En France, l’offensive raciste se fait plus intense

Islamophobie d’État qui repart à l’assaut des femmes porteuses de foulard après avoir réprimé leurs enfants (Mantes-la-Jolie), négrophobie qui utilise les moyens policiers pour réprimer celles et ceux qui dénoncent les crimes policiers, nième durcissement de la politique xénophobe qui s’en prend à la vie même des migrant.e.s à travers la réduction de leur droit à la santé : le racisme d’État est plus que jamais à l’offensive et encourage de fait la pire expression publique des Zemmour et Cie, largement relayée par les médias.

La montée des groupes d’extrême droite en Europe se fait sentir dans toutes les politiques gouvernementales centrées sur la sécurité et la « protection des valeurs européennes » ainsi que l’UE le formule.

Ce racisme décomplexé vise et atteint les populations postcoloniales, les Noirs, les Rroms, les Musulmans, les Arabes, les Asiatiques et contribue à une recrudescence de l’antisémitisme.

Face à cette offensive, l’UJFP tient une place particulière qui se manifeste dans des partenariats resserrés avec les associations de racisés.

Il s’agit d’abord d’agir au nom de la mémoire dont nous sommes porteurs, de développer les interventions éducatives véritablement antiracistes, la participation à la défense des délinquants solidaires, d’être présents dans la solidarité avec les familles des victimes de violences policières, avec les migrants et avec les sans-papiers.
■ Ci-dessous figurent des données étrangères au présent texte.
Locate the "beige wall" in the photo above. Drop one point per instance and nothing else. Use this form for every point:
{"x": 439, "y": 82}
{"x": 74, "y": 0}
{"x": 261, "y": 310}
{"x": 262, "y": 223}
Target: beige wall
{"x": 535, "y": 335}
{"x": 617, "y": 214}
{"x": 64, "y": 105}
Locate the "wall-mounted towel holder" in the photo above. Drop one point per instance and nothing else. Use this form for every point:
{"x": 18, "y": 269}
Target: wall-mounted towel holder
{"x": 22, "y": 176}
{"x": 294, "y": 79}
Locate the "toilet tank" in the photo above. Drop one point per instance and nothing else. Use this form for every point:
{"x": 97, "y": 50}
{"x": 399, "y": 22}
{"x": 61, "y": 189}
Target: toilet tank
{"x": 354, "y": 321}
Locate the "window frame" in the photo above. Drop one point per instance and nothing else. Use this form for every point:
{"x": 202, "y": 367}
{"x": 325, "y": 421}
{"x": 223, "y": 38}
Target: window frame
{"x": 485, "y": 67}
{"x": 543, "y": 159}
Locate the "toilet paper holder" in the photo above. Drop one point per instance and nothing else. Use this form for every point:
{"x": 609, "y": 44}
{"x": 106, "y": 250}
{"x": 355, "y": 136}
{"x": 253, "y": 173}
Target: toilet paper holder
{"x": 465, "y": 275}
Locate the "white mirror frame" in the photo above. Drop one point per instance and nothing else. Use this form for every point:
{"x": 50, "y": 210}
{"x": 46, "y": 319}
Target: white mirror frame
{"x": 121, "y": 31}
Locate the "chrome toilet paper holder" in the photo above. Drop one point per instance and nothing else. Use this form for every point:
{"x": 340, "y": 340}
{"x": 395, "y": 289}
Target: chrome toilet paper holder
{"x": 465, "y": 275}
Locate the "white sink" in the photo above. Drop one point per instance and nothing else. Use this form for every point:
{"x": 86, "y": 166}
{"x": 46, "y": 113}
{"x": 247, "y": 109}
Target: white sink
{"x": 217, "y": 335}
Mais cela signifie surtout de contribuer à faire vivre un espace antiraciste « respirable » à la création duquel nous avons largement contribué, afin de ne pas laisser instrumentaliser les actes antisémites, et de susciter aussi la solidarité contre ces actes, de manifester aux côtés des organisations qui représentent les cibles principales du racisme, comme nous l’avons fait à Ménilmontant.

Le partenariat renoué avec le CCIF, avec La Voix des Rroms, la BAN, le CRAN et d’autres est l’une des pistes que nous voulons développer. Nous y tiendrons notre place, pas plus que notre place, mais avec détermination.

Quel avenir ?

L’avenir, reconnaissons-le, est en partie imprévisible.

Mais dans de nombreux pays dont la France, une résistance se développe face aux politiques racistes, sécuritaires, coloniales, xénophobes promus par l’État d’Israël, qui est à l’avant-garde d’un axe Trump/Bolsonaro/Modi/etc et vante son matériel répressif testé contre le peuple palestinien. Les soulèvements des sociétés civiles algériennes, libanaises, irakiennes, soudanaises, à Hong Kong, au Chili, les résistances brésiliennes, marocaines, françaises avec les Gilets jaunes, sont autant d’espoir de sortie de cette crise féroce du capitalisme sauvage.

Soyons-en, en tant qu’association juive antisioniste et pour l’égalité des droits, la justice et la libération des peuples opprimés.